Fiber is found in vegetable gums (konjac gum, gum Arabic, carrageenan, guar gum, locust bean gum, petin vegetable gums, xanthan gum). It is also found in nature, in the foods we harvest from the ground. The following list shows some of the foods that are high in fiber:
- 1 oz. dry almonds (3g)
- 1 oz. roasted pumpkin seeds (10.2g)
- 1 oz. sunflower seeds (4g)
- 1 unpeeled medium apple (3.7g)
- 1 unpeeled pear (4.5g)
- 1 kiwi (5g)
- 4 oz. dried, sulfured apricots (8.8g)
- 4 oz. dried figs (10.5g)
- 10 dried prunes (6.1g)
- 1 cup raspberries (9g)
- ¾ cup blackberries (7g)
- ½ cup baked beans (7g)
- ½ cup chick peas (7g)
- 1 cup boiled lentils (15.6g)
- ½ cup canned lima beans (5.8g)
- ½ cup navy beans (6.7g)
- ½ cup pinto refried beans (11g)
- 1 corn on the cob (5.9g)
- 1 cup white corn (11.2g)
- 3 ½ cups air-popped popcorn (4.5g)
- 2 oz. corn pasta, cooked (7.9g)
- ½ cup frozen peas, cooked (4.2g)
- 1 cup spinach (4g)
You may have to eat 50 stalks of celery each day to get your recommended amount of fiber, or you may prefer to incorporate the suggestions below:
- Add nuts and seeds (sesame seeds, pumpkin seeds, sunflower seeds) to salads and casseroles, sprinkle them over vegetables, or add them to a stir-fry. You can also sprinkle them with seasonings and roast them slowly in the oven for a healthy snack.

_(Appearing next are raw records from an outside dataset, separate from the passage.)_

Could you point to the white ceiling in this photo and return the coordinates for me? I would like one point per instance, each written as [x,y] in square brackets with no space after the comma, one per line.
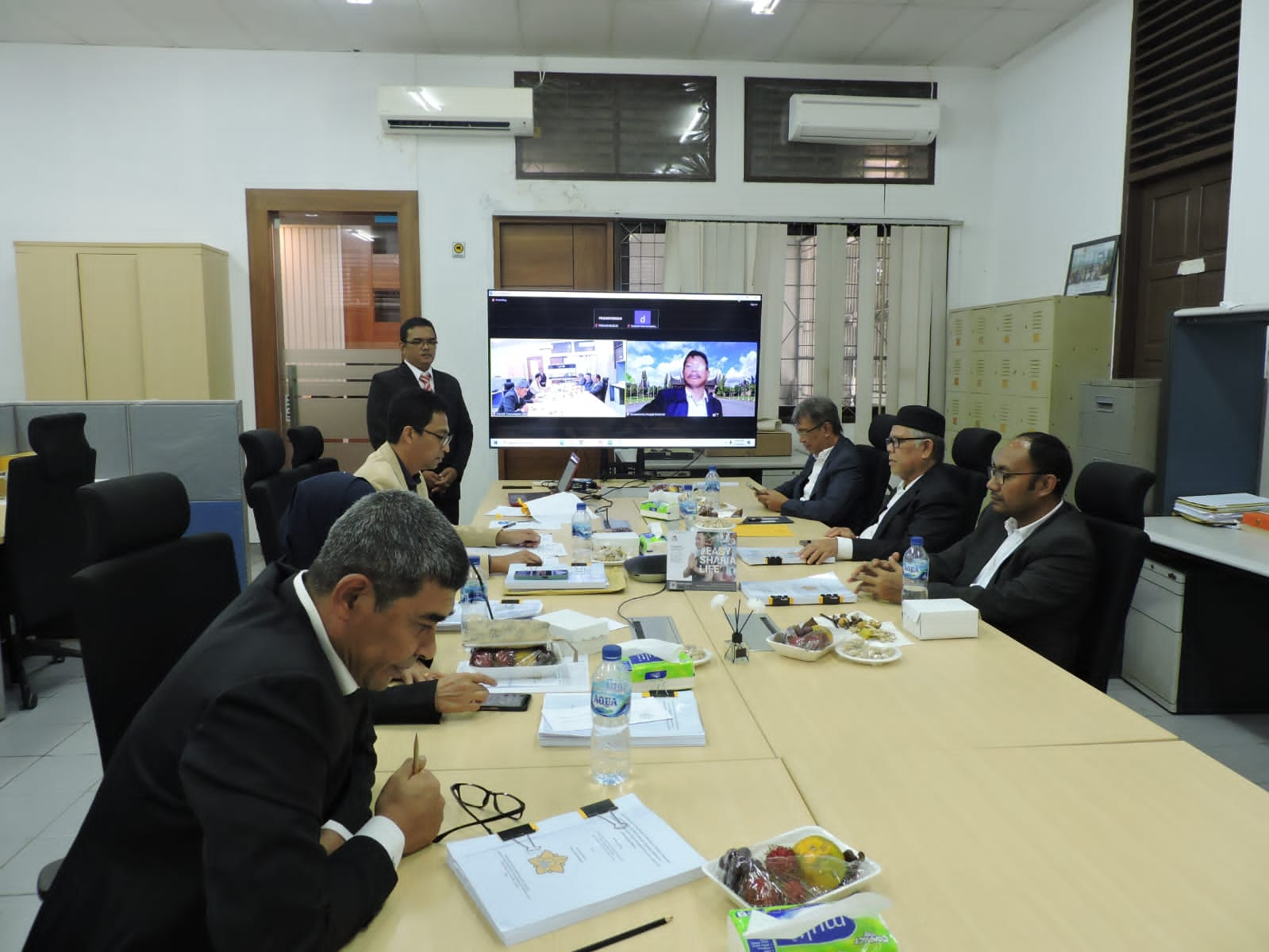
[890,32]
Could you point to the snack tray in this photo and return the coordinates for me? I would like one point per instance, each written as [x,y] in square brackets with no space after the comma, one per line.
[868,869]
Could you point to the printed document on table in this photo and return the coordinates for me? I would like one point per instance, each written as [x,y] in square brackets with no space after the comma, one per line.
[571,867]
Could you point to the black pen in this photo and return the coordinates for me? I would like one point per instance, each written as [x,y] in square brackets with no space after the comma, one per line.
[623,936]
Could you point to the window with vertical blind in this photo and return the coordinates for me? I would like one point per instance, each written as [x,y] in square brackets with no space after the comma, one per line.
[618,126]
[1184,84]
[769,156]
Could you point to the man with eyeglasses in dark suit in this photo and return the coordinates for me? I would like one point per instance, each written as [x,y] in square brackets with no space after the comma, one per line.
[417,346]
[1029,564]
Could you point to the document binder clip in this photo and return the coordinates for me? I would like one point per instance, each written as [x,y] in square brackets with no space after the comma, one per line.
[525,829]
[599,806]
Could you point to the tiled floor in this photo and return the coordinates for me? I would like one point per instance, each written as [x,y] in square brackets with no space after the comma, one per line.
[50,768]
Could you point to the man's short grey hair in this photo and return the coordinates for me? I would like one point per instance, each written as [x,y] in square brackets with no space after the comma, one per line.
[395,539]
[817,412]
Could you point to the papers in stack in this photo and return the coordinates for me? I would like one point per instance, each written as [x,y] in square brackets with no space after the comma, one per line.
[571,867]
[580,577]
[528,608]
[825,589]
[655,721]
[773,556]
[1221,509]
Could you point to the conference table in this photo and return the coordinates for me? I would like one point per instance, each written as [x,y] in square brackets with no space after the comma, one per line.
[1009,805]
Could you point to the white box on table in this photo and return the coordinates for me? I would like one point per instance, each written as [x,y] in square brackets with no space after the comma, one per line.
[940,619]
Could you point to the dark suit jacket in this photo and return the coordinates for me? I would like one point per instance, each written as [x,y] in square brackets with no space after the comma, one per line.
[205,831]
[1040,596]
[839,492]
[387,384]
[933,509]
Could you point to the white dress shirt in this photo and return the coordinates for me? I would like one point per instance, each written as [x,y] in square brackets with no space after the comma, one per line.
[820,460]
[847,546]
[381,829]
[1014,537]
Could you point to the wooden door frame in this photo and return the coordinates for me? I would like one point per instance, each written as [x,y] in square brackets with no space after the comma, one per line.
[262,203]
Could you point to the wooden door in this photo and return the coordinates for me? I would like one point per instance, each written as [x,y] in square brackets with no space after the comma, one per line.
[1174,257]
[551,254]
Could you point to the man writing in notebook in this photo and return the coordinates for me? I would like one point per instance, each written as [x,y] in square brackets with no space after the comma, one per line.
[928,501]
[236,810]
[1029,564]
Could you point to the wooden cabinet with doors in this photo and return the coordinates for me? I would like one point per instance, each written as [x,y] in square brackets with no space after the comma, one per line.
[125,321]
[1018,366]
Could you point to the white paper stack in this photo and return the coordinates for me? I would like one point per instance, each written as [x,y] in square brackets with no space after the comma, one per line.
[655,721]
[1221,509]
[571,867]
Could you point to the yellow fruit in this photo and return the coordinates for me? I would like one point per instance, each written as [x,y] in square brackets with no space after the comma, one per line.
[820,862]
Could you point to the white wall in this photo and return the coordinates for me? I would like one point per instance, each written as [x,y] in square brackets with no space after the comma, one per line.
[1061,113]
[159,145]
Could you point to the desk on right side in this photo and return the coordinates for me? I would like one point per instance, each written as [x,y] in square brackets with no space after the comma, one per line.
[1196,635]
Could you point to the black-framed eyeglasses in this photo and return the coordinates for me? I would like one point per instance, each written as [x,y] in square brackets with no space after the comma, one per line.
[446,438]
[896,442]
[472,797]
[995,473]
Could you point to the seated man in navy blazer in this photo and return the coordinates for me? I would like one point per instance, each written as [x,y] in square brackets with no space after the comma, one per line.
[1029,564]
[832,486]
[928,503]
[236,812]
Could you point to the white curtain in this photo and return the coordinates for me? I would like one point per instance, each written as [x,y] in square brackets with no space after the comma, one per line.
[311,283]
[917,329]
[734,258]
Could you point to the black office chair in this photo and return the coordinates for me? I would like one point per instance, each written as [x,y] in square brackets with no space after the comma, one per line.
[145,596]
[1112,498]
[306,452]
[44,543]
[971,456]
[268,486]
[146,593]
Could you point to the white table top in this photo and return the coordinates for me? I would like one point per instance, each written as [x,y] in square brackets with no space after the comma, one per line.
[1239,547]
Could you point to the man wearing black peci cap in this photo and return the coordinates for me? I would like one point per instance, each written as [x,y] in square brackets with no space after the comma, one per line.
[927,505]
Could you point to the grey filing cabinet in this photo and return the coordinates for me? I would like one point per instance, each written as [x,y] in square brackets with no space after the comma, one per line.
[1152,634]
[1118,423]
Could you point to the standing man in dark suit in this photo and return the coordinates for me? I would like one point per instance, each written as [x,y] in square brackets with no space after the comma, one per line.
[236,810]
[417,353]
[1029,564]
[928,503]
[832,486]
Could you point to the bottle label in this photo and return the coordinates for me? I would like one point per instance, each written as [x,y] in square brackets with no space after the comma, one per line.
[610,700]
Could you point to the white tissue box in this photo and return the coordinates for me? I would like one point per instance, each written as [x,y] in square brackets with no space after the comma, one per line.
[940,619]
[627,543]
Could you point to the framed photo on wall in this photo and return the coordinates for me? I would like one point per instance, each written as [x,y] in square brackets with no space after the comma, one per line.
[1091,268]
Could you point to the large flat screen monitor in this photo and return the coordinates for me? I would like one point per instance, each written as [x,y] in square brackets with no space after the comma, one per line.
[572,368]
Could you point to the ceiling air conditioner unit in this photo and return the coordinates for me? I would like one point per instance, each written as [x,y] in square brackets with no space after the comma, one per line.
[852,121]
[466,109]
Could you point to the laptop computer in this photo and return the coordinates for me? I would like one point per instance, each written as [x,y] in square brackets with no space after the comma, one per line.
[570,470]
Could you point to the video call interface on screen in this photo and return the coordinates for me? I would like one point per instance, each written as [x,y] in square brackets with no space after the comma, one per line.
[612,370]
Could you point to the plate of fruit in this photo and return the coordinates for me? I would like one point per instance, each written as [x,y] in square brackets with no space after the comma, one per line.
[807,641]
[801,866]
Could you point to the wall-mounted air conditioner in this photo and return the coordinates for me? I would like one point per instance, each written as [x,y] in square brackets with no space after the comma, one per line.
[848,121]
[467,109]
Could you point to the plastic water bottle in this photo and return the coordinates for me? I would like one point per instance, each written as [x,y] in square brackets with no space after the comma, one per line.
[713,490]
[917,570]
[582,550]
[472,603]
[610,720]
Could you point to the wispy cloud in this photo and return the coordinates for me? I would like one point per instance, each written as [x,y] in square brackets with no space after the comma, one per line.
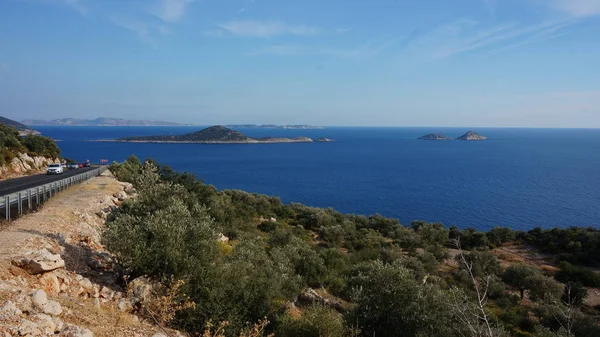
[171,10]
[266,29]
[140,28]
[369,49]
[243,9]
[468,35]
[577,8]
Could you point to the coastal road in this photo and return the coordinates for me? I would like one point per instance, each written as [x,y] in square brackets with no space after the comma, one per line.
[19,184]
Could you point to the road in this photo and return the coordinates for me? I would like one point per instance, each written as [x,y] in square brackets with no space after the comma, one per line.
[19,184]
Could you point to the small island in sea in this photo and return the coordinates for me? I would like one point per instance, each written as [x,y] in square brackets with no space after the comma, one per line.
[273,126]
[471,135]
[435,136]
[212,135]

- Add cooked dried beans and shredded carrots to everything from salads to soups, stews, casseroles, meatloaf, or even rice (Note that cooking vegetables does not change their fiber content).
- Eat plenty of fruits (especially citrus fruits), berries, prunes, figs or apricots. Keeping the skins on fruits (and vegetables) will add a small amount of extra fiber, but the skins are the part that are most exposed to pesticides, so unless you are buying organic fruits and vegetables, you may be better off peeling them first.
- Snack on popcorn (Air-popped is the healthiest).
- Sprinkle raisins on salads, puddings, canned fruit, baked apples, sweet potatoes, cereal, or just eat them plain as a snack.
- Add shredded cabbage and peas to salads, soups, wraps, stir-fries, and stews.
- Use brown rice or quinoa in place white rice.
- Add shredded apples to pancake batters, quick breads, and yam dishes. Serve a baked apple for dessert instead of cookies.
- Eat a fresh apples, apricots, prunes or oranges instead of drinking their juice.
- Add dried cranberries to cereal, quick breads, muffins, cookie batter, yam dishes, and salads. Make up a bowl of nuts, raisins and dried cranberries for a snack.